I was in love with that set but eventually went with a Panosonic 47". ot only is it a great set at a great price, you save the $499 you would have spent on a HDTV set-top-box. I guess the first wave of that tv had software troubles but the 2nd,3rd and 4th productions were fine. That big, wide sharp-as-a-tack tube had me lusting!!!


----------



## woodman (May 17, 2002)

RUN - don't walk away from that set, at ANY price!

I've worked with TV sets since they began (1948), and at one point in time I was a staunch supporter of RCA and their products. Today, you couldn't get any product carrying the RCA logo past my front door as an outright gift! The company has turned into garbage and has been turning out garbage products to an unsuspecting public.

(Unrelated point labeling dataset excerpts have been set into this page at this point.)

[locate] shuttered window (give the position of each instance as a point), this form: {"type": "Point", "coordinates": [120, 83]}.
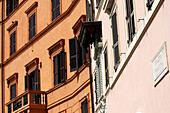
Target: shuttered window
{"type": "Point", "coordinates": [149, 4]}
{"type": "Point", "coordinates": [10, 6]}
{"type": "Point", "coordinates": [130, 18]}
{"type": "Point", "coordinates": [115, 41]}
{"type": "Point", "coordinates": [13, 91]}
{"type": "Point", "coordinates": [13, 43]}
{"type": "Point", "coordinates": [73, 54]}
{"type": "Point", "coordinates": [59, 68]}
{"type": "Point", "coordinates": [84, 106]}
{"type": "Point", "coordinates": [32, 26]}
{"type": "Point", "coordinates": [77, 54]}
{"type": "Point", "coordinates": [55, 9]}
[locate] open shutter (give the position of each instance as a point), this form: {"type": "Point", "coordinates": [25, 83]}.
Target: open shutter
{"type": "Point", "coordinates": [7, 7]}
{"type": "Point", "coordinates": [13, 91]}
{"type": "Point", "coordinates": [27, 83]}
{"type": "Point", "coordinates": [73, 54]}
{"type": "Point", "coordinates": [15, 3]}
{"type": "Point", "coordinates": [115, 40]}
{"type": "Point", "coordinates": [62, 66]}
{"type": "Point", "coordinates": [55, 70]}
{"type": "Point", "coordinates": [37, 79]}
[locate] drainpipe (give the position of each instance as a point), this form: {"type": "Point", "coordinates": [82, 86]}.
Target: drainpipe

The F38310 is the ONLY television set that I'm aware of that was ever "recalled" by the factory because of all the problems it had. Originally priced at nearly $4K ... you're now being offered one for $1100 - doesn't that tell you something? Something you'd rather not be told?

Hope this helps you


----------



## Scooters (Mar 15, 2003)

I bought an F38310 about 2 months ago. I got it New in Box from a local retailer for about $1000. 

I really like the TV. The HD looks great!! I am waiting for the 921 so that I can have HD PVR.

The set, particularly early models, has a power supply problem. Several forums have reported this and the "fix."

I bought the 5 year , in home warranty for $100.

So far, so good!


----------